Lung cancer is leading in death reasons among oncological diseases. Accurate mediastinal staging of the disease influences not only the prognosis of the disease, but also the strategy of complex antitumor treatment.
OBJECTIVE
To evaluate the clinical effectiveness of mediastinal staging using video-assisted mediastinal lymphadenectomy (VAMLA) in treatment planning for patients with resectable forms of non-small cell lung cancer.
MATERIAL AND METHODS
From august 2020 to March 2025 results and clinical efficiency of VAMLA were analyzed. 110 patients were included. The median age was 66 years, there was a male preponderance (90:20). Central cancer was detected in 33 (32.4%) patients.
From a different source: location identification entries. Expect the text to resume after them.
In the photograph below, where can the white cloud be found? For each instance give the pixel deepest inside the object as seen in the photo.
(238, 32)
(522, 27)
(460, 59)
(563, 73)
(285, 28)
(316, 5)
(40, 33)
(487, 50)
More than half of the patients (62.7%) had squamous cell cancer.
RESULTS
The median number of resected lymph nodes was 19. In 110 patients, 58 (52.7%) were restaged. 46 (41.8%) patients were down-staged, 12 (10.9%) patients were up-staged. False-positive results of PET-CT were diagnosed on 45.4% of patients, whom PET-CT was performed. False-negative results were diagnosed in 1.8% of these cases. After invasive staging, in 63 (57.2%) cases radical lung surgery was performed. 43 (39.1%) patients were treated by chemo-immunotherapy, in which 30 patients has already undergone radical surgery.
CONCLUSION
VAMLA has the highest diagnostic accuracy among staging techniques, minimizing the rate of false-negative results and excluding multizonal N2 lymph node involvement. Optimizing indications for invasive mediastinal staging, considering individual risk factors, disease prognosis, and multimodal treatment strategies, requires further research and may eventually reduce unnecessary staging procedures. Indications for invasive staging should be based on a multidisciplinary team decision.